Elección americana
Con los candidatos oficiales, comienza la verdadera campaña
Ahora sí, y recién ahora, empieza la elección. Quedan dos, finalmente, un Republicano contra una Demócrata. La expresión “una Demócrata” no es menor. Por primera vez una mujer, Hillary Clinton, es candidata a la presidencia de Estados Unidos. Y con alta probabilidad de vencer.
Ello a pesar del “fenómeno Sanders,” aparentemente incapaz de reconocer el hito histórico que representa la candidatura de una mujer, y a pesar del “fenómeno Trump”, reacio a entender que la estrategia de polarizar a la sociedad, tan efectiva en las primarias, bien podría funcionar exactamente al revés en la elección de noviembre. O sea, en la que cuenta.
Dicho de otro modo, tal vez un triunfo de Clinton no ocurra “a pesar” de Sanders y Trump, sino precisamente “a causa” de Sanders y Trump. El primero anunció que participará en la próxima elección primaria, la última, en Washington DC. No es el reconocimiento generoso que se espera del perdedor, siendo que Clinton ya cuenta con el número de delegados necesarios para su nominación. Es otro ejemplo de la polarización de Sanders, imagen especular de la de Trump.
En un sistema político donde los partidos son tales en el sentido estricto del término, y no meras máquinas electorales como en Estados Unidos, un comité central ya le habría hecho entender a Sanders que debe felicitar a su contrincante, renunciar y apoyarla. Sería lo racional, si el objetivo es llegar a la convención de julio con el partido unido. Ello sucederá, eventualmente, pero más tarde de lo necesario y con menos elegancia.
La polarización es útil para las primarias pero ocurre a la inversa en la elección presidencial
Aún menos elegancia ha tenido Trump. El problema es que aquello que lo benefició estos meses, su propia polarización, bien podría comenzar a costarle. A partir de ahora la sociedad dejará de evaluarlo en un escenario con otras diez personas, todas más aburridas y menos convincentes en el arte de los quince segundos. Ahora comenzará a imaginarlo como presidente. De aquí en adelante habrá menos show y más debate en serio. El electorado casi siempre se inclina por quien se ve—y suena—más “presidencial”, justamente.
Es de imaginar un debate sobre las políticas públicas de Trump, su limitadísimo programa. Por ejemplo, la inmigración, reducido a un muro en la frontera con México y prohibición de entrada a los musulmanes, y comercio, limitado al proteccionismo con China. Entre diez rivales, no le ha sido difícil ocultarse detrás de soundbites. Frente a una rival sólida en los temas será más complicado, tendrá que explicar cómo y por qué implementará esas políticas.
Un problema adicional de Trump es su partido, que no es muy suyo, de hecho, pero es el que lo lleva de candidato. Solo que lo hace a regañadientes, lo cual ilustra su creciente disfuncionalidad. Trump es un síntoma de la confusión del Partido Republicano, desafortunada para la estabilidad. Su candidatura es consecuencia natural de extremismos anteriores: la revolución conservadora de Newt Gingrich en los noventa y el radicalismo fiscal del Partido del Té en este siglo, por nombrar dos.
No es que Hillay Clinton no tenga vulnerabilidades, ni mucho menos. Los cargos por el uso de un servidor privado habrían desempleado a cualquier otro funcionario del Departamento de Estado, o peor que eso. Pero en términos electorales el centro del espectro ideológico, el célebre votante medio, le pertenece. La polarización es útil para las primarias—¡cómo habría llegado tan lejos Sanders, de otro modo!—pero ocurre a la inversa en la elección presidencial, cuando votan muchos más y la agregación produce una convergencia hacia el centro, es decir, hacia la moderación.

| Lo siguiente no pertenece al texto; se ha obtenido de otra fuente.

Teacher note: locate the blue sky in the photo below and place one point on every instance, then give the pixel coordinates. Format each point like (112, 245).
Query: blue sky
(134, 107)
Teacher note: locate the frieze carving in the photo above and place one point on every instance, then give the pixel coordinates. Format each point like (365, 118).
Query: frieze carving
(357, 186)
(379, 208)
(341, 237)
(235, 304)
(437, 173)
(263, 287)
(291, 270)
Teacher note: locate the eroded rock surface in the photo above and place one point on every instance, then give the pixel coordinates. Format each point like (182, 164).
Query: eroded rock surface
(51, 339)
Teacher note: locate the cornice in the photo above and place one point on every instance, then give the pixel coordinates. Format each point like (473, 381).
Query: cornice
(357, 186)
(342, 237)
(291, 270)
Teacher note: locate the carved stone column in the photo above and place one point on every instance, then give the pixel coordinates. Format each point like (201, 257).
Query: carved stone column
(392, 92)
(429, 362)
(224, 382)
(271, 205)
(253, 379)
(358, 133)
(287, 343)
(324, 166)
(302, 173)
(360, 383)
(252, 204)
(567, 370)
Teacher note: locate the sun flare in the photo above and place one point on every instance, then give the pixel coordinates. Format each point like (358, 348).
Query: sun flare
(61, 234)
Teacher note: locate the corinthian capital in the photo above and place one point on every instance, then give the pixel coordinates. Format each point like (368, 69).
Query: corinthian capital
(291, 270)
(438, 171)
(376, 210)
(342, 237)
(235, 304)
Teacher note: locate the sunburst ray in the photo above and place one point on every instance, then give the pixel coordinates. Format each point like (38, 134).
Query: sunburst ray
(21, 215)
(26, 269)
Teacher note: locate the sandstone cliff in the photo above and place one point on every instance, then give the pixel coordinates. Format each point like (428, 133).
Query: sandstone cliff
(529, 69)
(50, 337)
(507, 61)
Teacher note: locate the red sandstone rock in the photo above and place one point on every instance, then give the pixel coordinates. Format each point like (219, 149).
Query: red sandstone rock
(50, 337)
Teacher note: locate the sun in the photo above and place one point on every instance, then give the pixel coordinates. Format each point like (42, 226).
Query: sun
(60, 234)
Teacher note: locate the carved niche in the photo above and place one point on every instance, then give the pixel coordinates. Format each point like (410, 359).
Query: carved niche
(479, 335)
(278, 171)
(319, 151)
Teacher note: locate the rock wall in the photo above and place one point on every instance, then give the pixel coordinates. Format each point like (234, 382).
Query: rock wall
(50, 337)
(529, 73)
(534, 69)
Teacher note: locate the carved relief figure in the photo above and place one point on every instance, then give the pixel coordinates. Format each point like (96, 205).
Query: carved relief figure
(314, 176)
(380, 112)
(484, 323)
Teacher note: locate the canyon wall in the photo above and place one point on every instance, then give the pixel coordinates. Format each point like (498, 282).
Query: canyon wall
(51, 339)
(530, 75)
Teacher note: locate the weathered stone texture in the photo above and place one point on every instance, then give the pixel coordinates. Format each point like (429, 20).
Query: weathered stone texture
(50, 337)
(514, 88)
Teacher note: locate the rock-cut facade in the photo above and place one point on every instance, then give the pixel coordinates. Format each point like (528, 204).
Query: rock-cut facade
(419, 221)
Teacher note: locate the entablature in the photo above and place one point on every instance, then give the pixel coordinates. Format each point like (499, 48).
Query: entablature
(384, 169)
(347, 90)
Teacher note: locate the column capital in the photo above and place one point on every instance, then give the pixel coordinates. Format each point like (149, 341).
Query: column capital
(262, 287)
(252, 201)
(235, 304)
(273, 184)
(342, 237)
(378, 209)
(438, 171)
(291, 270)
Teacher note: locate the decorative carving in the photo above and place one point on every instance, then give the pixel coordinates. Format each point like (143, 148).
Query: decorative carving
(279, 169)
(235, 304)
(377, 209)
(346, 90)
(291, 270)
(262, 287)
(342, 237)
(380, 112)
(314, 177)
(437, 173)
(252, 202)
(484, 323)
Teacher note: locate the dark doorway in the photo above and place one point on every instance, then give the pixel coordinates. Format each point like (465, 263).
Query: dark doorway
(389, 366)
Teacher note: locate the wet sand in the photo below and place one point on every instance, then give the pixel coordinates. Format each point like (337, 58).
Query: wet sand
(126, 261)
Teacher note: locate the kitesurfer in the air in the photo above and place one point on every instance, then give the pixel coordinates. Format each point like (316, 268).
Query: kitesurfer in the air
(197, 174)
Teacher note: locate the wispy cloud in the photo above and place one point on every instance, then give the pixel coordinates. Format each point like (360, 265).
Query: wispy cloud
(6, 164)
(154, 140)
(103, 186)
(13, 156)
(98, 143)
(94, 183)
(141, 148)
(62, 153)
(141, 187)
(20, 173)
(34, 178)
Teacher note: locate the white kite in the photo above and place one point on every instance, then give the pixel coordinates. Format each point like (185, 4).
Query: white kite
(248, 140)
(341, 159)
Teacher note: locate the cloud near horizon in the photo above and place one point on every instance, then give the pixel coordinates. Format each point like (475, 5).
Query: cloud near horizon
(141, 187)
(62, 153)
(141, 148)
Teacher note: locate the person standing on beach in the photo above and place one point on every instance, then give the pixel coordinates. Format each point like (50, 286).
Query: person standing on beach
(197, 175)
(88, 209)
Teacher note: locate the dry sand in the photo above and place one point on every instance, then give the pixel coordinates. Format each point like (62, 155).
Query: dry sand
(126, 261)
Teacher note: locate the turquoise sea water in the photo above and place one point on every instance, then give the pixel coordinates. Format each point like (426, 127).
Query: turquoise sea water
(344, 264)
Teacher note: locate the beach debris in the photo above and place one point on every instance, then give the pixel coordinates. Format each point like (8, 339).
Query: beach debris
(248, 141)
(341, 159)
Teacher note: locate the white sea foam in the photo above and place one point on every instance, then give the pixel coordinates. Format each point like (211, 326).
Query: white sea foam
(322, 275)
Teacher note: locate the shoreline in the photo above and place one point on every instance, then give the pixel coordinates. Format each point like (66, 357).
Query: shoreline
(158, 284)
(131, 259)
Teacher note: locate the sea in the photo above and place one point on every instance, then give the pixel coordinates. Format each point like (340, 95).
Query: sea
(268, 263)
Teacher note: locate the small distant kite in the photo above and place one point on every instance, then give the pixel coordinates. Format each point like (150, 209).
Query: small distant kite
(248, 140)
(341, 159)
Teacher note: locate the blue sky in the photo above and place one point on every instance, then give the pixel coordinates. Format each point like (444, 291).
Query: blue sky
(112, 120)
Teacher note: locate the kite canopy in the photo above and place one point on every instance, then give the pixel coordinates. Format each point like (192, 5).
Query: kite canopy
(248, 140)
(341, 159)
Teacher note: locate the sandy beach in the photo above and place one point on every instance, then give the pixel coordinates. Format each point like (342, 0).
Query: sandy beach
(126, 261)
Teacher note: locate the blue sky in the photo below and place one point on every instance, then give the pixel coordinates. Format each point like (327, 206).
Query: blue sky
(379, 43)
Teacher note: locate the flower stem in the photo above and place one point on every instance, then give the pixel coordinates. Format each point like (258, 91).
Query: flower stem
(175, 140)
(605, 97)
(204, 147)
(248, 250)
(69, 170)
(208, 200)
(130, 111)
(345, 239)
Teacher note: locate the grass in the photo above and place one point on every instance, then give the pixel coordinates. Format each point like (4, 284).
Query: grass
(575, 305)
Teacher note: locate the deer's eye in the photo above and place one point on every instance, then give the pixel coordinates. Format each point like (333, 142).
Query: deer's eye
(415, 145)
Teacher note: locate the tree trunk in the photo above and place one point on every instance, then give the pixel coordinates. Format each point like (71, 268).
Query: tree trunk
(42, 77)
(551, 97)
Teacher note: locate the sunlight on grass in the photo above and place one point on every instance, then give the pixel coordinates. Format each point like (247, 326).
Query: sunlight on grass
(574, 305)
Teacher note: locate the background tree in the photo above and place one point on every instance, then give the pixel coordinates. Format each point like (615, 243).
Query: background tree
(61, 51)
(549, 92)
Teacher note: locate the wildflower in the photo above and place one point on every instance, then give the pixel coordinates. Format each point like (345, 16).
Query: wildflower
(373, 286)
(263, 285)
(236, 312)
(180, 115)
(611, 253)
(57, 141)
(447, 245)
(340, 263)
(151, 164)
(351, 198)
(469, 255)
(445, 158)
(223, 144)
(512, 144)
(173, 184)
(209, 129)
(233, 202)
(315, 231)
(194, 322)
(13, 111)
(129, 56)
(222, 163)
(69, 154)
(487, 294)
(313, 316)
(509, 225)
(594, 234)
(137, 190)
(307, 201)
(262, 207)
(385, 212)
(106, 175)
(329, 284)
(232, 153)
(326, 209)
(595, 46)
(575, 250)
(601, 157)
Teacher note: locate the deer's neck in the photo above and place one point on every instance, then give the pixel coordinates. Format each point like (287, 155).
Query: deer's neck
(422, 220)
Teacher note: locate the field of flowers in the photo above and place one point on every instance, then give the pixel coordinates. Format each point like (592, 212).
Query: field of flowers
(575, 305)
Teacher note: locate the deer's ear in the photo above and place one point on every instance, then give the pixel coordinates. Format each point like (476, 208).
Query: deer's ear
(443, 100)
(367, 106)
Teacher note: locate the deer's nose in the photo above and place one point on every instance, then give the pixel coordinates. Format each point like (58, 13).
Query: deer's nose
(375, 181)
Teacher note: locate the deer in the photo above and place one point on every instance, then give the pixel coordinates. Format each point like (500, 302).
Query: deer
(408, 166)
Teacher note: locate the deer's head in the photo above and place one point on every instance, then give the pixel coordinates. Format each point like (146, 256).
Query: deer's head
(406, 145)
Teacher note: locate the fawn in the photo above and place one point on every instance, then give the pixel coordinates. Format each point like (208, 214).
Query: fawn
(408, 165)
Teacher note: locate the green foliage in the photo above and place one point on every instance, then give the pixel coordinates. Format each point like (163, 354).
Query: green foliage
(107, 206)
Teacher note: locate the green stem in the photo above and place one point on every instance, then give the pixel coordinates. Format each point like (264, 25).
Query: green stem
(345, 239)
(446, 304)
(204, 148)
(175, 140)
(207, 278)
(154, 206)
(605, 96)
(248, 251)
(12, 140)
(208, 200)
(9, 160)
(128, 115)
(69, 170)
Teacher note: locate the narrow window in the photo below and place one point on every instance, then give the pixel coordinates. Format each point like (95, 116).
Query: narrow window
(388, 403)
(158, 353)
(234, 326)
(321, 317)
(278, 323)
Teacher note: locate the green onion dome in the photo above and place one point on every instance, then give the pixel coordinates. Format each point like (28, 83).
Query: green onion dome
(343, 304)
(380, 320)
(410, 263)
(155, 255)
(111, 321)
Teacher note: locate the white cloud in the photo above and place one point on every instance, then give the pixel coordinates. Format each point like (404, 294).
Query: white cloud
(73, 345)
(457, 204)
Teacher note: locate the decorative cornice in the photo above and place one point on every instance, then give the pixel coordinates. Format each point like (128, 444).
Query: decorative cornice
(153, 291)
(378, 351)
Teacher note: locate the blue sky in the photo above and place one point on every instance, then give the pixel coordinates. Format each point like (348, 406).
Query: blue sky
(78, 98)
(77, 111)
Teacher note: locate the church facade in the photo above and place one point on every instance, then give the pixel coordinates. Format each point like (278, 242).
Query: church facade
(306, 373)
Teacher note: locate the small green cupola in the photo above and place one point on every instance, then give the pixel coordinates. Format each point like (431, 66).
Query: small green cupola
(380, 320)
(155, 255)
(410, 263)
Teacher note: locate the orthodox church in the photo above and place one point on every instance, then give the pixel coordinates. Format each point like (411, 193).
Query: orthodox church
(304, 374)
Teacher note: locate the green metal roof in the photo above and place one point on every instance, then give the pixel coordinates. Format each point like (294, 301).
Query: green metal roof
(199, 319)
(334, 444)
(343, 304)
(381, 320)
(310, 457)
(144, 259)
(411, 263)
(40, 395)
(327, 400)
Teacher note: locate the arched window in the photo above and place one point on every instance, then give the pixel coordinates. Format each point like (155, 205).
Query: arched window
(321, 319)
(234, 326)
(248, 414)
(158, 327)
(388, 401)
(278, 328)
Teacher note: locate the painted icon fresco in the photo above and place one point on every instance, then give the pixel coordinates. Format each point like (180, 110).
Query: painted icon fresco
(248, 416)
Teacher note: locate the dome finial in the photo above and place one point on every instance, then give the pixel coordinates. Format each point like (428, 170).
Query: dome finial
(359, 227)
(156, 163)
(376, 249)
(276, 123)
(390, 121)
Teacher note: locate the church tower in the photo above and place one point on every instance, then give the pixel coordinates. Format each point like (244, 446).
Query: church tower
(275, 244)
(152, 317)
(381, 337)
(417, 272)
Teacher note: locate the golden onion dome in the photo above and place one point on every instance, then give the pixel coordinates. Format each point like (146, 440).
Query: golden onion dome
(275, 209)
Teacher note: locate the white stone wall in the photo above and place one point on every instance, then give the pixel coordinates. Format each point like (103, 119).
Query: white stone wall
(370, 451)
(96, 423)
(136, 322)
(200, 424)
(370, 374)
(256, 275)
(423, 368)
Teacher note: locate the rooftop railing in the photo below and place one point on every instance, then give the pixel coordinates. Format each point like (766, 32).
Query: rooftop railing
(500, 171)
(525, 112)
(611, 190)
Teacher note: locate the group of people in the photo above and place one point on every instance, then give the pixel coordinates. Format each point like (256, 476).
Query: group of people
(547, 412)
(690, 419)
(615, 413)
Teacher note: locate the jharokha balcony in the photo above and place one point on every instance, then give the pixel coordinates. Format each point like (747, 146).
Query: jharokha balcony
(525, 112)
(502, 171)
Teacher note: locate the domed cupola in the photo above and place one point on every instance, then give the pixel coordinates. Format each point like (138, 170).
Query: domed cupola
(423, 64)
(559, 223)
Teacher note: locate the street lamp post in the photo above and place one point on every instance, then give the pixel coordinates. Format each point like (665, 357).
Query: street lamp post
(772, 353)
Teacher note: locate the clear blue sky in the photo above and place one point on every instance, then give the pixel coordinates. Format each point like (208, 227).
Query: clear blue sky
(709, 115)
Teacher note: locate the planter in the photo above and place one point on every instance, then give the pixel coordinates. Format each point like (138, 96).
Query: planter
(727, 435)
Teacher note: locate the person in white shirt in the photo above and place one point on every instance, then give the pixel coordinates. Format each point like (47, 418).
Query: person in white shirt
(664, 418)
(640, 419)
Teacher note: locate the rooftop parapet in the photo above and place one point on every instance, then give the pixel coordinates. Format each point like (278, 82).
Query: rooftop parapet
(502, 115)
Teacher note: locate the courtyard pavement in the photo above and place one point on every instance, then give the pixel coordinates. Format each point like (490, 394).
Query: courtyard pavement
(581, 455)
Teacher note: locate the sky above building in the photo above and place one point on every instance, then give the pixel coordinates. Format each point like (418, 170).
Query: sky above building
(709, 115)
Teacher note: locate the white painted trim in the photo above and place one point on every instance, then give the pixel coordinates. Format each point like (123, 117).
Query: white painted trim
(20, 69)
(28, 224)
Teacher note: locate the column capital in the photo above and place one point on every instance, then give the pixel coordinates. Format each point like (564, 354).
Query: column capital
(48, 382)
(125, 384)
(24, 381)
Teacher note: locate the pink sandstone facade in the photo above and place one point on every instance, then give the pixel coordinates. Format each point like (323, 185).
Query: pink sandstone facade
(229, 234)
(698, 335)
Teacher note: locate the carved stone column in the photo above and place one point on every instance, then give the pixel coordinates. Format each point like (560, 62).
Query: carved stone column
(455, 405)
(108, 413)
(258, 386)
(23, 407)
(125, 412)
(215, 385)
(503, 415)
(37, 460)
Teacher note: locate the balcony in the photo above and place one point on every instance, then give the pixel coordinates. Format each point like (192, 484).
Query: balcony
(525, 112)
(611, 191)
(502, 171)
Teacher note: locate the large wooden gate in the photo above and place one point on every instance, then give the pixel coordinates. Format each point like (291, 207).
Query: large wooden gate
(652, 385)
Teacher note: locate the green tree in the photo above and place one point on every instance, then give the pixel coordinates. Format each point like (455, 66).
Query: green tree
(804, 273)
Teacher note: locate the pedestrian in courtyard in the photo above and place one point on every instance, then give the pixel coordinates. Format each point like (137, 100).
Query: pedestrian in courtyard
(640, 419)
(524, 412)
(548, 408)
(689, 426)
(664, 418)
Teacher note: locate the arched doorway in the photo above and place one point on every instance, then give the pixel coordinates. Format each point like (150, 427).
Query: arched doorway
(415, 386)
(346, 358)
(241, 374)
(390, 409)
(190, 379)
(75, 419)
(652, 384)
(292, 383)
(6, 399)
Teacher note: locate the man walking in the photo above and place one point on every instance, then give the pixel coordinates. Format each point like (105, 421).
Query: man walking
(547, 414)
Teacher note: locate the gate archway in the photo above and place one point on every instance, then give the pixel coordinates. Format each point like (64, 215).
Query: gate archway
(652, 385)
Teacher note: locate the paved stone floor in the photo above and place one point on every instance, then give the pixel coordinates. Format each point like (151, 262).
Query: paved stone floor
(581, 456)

Y si todo falla, Clinton tendrá la demografía de su lado. En las últimas dos elecciones el voto latino fue 2 a 1 favorable a Obama. De repetirse, la Casa Blanca permanecerá en manos Demócratas. No es solo el número de hispanos, sino también su concentración en estados con mayor población, y por ende con mayor número de votos en el Colegio Electoral. De los cuatro más grandes solo uno, Texas, votó Republicano en las dos últimas elecciones. California, Florida y Nueva York parecen consolidarse como estados Demócratas.
La xenofobia de Trump impide pensar que esa tendencia cambie de aquí a noviembre. Ocurre que la moderación del votante en elecciones presidenciales también incluye su rechazo al racismo. El Partido Republicano debería haber aprendido la lección de Mitt Romney, quien en septiembre de 2012 ironizó—tan solo ironizó—sobre la inmigración mexicana. Les seria útil mirar las encuestas a partir de allí y hasta el día de la elección, aquel primer martes de noviembre.